Not long now before Michael Parekowhai ships his bronze sculptures off to Venice for the Biennale. That occasion seems like excuse enough to look at another Venetian bronze-animal-sculpture-story, this one about a bronze horse. Not the famous foursome on top of St Mark's, but the horse and rider by Marino Marini called Angel of the City that sits outside the Peggy Guggenheim Collection on the Grand Canal.
When Guggenheim commissioned the piece she insisted on it having a removable rod (aka penis) that could be screwed on and off to allow for a quick manning-down in case of offence being taken by prudish guests. Hard to see how the sight of Peggy Guggenheim’s gloved hands frantically unscrewing a penis off a guy riding a horse was going to settle the guests down, but there you are. The willy has since been welded on to prevent theft and to hell with the feint hearted.

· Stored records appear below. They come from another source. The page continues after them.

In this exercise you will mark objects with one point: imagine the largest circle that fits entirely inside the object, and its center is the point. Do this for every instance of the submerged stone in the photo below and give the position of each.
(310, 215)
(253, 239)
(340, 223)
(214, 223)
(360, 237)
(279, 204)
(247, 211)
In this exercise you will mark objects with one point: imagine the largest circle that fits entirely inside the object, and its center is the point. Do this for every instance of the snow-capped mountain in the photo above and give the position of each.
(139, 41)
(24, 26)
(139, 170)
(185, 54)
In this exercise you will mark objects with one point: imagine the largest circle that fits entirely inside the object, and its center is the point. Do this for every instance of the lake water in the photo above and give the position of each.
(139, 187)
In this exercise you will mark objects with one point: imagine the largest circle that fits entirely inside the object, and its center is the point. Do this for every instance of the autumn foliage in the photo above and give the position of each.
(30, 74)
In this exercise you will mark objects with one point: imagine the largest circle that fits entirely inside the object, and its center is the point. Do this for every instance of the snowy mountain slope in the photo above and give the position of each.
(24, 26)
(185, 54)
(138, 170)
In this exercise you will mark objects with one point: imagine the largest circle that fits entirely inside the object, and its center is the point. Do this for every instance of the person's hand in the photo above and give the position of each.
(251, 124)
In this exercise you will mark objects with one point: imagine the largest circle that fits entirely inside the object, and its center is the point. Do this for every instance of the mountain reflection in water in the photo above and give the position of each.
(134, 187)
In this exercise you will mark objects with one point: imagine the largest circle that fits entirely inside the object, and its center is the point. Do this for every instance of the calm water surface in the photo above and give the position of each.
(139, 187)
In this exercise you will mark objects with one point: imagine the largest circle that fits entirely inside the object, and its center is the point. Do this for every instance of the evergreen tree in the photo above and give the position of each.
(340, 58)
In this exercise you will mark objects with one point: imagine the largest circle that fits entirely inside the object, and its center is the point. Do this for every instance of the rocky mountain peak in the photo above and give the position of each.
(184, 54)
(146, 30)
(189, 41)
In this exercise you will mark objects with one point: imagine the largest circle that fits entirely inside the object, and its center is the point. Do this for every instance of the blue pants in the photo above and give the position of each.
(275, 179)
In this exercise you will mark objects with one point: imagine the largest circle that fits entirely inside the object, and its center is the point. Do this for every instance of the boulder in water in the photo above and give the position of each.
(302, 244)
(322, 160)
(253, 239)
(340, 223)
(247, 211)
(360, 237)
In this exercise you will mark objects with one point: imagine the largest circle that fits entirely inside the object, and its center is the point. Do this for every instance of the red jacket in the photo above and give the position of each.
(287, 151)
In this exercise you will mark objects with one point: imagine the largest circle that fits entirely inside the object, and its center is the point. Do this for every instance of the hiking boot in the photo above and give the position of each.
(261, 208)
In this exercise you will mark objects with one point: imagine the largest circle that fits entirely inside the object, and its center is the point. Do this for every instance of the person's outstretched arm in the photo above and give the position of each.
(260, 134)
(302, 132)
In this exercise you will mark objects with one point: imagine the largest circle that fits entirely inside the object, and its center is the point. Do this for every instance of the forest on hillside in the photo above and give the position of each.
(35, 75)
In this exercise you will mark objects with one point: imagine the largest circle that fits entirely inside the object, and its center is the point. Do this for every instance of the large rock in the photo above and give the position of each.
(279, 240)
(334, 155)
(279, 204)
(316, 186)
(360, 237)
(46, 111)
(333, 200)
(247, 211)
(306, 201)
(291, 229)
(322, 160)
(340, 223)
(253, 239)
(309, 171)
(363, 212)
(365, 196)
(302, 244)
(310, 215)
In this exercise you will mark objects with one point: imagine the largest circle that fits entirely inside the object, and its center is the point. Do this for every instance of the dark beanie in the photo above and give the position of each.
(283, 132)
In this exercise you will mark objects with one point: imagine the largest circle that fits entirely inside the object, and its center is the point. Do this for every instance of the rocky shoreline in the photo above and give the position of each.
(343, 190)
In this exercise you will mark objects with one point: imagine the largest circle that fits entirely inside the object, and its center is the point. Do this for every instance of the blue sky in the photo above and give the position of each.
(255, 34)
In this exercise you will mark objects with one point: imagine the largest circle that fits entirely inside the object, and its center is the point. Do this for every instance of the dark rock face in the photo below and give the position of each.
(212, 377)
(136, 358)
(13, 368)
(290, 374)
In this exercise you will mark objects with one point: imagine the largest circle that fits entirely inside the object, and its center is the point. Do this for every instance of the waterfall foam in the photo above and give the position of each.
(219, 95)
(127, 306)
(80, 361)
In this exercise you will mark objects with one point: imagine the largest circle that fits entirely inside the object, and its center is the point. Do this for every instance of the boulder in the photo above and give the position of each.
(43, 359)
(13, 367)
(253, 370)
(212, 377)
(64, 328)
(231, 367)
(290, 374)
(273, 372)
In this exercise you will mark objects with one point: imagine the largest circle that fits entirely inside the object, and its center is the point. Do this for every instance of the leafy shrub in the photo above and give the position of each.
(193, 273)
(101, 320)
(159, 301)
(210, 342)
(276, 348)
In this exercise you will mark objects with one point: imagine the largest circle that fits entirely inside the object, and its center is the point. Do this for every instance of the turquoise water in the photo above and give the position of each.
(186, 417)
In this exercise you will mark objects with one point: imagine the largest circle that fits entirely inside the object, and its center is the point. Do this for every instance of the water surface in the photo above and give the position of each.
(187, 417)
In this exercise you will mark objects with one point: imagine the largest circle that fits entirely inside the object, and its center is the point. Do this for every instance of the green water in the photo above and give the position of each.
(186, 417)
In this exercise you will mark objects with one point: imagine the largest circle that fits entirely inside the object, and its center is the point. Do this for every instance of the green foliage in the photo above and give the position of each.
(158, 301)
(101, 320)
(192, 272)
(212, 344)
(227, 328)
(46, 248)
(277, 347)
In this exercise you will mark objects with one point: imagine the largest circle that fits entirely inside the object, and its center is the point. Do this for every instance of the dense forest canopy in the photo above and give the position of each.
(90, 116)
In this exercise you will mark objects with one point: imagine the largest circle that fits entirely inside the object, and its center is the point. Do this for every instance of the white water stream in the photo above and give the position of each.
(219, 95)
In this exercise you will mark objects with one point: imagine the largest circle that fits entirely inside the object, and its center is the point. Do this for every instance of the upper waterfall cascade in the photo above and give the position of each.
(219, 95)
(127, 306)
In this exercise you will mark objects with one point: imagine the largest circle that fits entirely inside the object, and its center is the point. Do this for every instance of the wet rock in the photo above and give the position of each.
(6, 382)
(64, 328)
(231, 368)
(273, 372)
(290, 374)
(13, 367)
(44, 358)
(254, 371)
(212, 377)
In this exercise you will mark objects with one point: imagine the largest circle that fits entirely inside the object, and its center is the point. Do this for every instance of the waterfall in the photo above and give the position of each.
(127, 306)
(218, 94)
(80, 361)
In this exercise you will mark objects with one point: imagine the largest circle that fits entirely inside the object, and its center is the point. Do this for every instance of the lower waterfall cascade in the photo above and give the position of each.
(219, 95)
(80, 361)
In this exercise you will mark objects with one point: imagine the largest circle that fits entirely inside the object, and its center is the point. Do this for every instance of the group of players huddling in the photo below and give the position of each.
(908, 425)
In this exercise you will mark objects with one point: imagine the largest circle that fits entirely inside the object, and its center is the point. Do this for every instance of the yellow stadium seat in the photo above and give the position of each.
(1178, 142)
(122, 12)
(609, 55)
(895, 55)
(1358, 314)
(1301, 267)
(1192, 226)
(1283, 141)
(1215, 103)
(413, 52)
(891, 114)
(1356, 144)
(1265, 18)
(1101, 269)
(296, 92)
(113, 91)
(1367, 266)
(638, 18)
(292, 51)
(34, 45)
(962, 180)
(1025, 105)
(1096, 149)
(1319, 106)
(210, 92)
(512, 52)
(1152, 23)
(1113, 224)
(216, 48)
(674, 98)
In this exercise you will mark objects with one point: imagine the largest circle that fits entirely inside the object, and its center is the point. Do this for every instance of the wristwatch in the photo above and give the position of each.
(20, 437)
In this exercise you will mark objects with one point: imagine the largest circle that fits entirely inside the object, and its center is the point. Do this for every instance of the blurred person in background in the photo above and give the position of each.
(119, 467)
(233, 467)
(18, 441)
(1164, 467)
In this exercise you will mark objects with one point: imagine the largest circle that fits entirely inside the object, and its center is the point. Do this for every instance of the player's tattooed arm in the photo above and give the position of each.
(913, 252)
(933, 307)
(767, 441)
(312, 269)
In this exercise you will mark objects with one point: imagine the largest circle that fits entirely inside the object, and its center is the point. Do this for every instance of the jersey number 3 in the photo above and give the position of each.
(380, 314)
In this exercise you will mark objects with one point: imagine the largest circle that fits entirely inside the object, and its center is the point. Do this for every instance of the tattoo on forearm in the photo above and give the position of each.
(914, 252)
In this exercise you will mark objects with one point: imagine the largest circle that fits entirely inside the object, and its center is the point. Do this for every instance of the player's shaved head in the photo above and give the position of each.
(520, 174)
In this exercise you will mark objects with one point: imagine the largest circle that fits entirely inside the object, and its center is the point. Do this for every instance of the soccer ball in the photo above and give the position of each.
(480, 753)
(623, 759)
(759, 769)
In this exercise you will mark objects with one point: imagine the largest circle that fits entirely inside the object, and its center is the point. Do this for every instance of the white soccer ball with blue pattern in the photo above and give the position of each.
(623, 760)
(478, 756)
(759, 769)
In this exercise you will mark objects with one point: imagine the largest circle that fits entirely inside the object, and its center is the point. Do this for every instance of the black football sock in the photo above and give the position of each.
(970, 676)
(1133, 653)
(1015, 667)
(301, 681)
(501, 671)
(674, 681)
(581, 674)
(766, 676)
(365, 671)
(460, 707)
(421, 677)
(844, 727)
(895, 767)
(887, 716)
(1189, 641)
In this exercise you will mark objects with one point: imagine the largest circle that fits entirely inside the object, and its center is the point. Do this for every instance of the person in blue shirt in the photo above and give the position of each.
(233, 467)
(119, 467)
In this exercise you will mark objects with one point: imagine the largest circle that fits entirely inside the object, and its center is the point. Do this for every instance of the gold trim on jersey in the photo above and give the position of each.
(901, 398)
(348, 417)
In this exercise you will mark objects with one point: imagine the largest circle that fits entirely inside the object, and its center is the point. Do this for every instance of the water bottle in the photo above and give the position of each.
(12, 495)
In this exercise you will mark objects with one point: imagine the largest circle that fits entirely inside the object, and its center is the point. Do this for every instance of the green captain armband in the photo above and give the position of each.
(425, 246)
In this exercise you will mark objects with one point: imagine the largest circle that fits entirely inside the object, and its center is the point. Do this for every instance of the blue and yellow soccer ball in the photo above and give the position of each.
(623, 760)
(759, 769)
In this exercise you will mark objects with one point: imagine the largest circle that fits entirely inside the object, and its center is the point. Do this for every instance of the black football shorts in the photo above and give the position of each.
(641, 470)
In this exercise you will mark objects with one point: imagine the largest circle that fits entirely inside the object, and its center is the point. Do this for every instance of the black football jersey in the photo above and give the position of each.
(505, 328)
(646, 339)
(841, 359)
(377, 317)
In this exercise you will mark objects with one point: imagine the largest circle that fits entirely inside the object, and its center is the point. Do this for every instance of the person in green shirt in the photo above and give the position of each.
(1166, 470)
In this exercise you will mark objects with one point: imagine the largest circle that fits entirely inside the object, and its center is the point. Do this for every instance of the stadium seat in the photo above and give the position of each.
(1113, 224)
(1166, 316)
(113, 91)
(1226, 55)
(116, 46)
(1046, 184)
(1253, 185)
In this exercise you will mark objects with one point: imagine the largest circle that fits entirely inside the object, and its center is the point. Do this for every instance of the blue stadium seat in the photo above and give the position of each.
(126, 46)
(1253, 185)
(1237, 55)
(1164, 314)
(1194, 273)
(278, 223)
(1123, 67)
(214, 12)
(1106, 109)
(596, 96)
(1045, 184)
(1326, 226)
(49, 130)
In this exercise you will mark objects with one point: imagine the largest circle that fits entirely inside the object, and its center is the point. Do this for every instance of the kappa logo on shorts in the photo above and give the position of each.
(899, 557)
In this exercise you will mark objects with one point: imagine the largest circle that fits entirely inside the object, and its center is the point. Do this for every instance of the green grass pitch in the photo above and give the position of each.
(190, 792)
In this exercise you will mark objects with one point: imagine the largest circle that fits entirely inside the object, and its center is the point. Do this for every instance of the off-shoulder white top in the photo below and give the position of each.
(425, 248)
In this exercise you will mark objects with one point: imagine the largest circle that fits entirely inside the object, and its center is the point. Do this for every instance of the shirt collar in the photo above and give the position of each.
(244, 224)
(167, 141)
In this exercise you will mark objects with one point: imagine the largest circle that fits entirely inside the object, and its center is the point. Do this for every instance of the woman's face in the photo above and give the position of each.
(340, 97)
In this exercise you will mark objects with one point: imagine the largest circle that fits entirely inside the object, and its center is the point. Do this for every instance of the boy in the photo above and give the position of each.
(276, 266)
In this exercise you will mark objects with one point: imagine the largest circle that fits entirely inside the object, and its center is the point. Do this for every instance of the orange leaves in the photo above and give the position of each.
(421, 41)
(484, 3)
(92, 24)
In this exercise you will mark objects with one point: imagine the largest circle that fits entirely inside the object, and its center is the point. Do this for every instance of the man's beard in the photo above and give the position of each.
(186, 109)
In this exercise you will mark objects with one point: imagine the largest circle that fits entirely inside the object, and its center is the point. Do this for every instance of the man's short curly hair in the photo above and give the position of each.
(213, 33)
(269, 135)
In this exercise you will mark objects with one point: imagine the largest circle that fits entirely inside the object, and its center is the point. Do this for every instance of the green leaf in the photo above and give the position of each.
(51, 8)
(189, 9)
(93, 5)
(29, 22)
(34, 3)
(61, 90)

When we saw another cast of this sculpture at the Getty Center in LA and bingo. If you think Peggy G was being overly concerned about the chances of her penis being unscrewed, you’re wrong. That’s just what a visitor did to the Getty’s one in 2009. Not sure what happened to it next, but in 2009 it was ‘sitting on a paper towel’ in the desk drawer of an intern conservator named Sarah Butler. As you can see from our photos taken earlier this year, it is either still lying there or has been nicked again, who knows for what awful purpose.
Images; Top Guggenheim with. Bottom Getty without.